Gallipoli Campaign Map Suvla Bay Map

A rare Gallipoli Campaign Map of Suvla Bay and the Aegean Coast dated 1915, Scale 1:20,000 on coloured lithograph linen reproduced by the Survey Department, Egypt, 1915 S.G.G measuring 60cm x 79 cm.  The map is extremely important as it depicts the historical battle sector for the Anzac landings around Suvla Bay, which was one of the bloodiest events of the entire campaign.   The map has a few fold marks, overwise in very good condition.



Product ID: 3275



Gallipoli Campaign Suvla Bay

The landing at Suvla Bay was an amphibious landing made at Suvla on the Aegean coast of the Gallipoli peninsula in the Ottoman Empire as part of the August Offensive, the final British attempt to break the deadlock of the Battle of Gallipoli. The landing, which commenced on the night of 6 August 1915, was intended to support a breakout from the ANZAC sector, five miles (8 km) to the south.

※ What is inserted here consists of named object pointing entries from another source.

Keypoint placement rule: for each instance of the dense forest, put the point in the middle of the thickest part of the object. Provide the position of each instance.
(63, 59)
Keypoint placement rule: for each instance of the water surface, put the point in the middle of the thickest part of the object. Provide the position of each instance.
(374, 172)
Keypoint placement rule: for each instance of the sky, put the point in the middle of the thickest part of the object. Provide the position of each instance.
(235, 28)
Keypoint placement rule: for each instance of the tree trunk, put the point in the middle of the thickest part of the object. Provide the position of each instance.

Although initially successful, against only light opposition, the landing at Suvla was mismanaged from the outset and quickly reached the same stalemate conditions that prevailed on the Anzac and Helles fronts. On 15 August, after a week of indecision and inactivity, the British commander at Suvla, Lieutenant-General Sir Frederick Stopford, was dismissed. His performance in command is often considered one of the most incompetent feats of generalship of the First World War.